3. Cardinality of the data
The majority of classes (e.g. AdministrativeGender
, BodyTemperature
)
defined in the SPHN RDF schema possibly share a link to the three main concepts: `
SubjectPseudoIdentifier
, DataProviderInstitute
and AdministrativeCase
.
These three main classes are also connected between each other.

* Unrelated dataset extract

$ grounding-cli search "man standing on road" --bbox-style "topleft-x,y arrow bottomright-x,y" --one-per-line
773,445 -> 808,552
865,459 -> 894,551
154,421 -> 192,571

The properties connecting these classes together have specific cardinalities
which are defined in the SPHN RDF schema as owl:mincardinality
and owl:maxcardinality
restrictions and have being implemented in the SHACL rules (read more
here).
The cardinalities assess whether a class is linked directly to a patient, a data provider
or a case but also how (e.g. is it possible to have multiple BodyTemperature
connected to a patient? How many types of AdministrativeGender
at the minimum and
maximum can the patient have?). In addition, for each concept, the schema defines which metadata
are mandatory to provide and how many of them can be provided for a single data instance.
This data interconnectivity not only facilitates the process of quality control of the data but it
can also help in the data exploration depending on the angle the user takes interested in when looking into the data.
When instantiating data, data providers must comply with the cardinality restrictions for the data to be validated.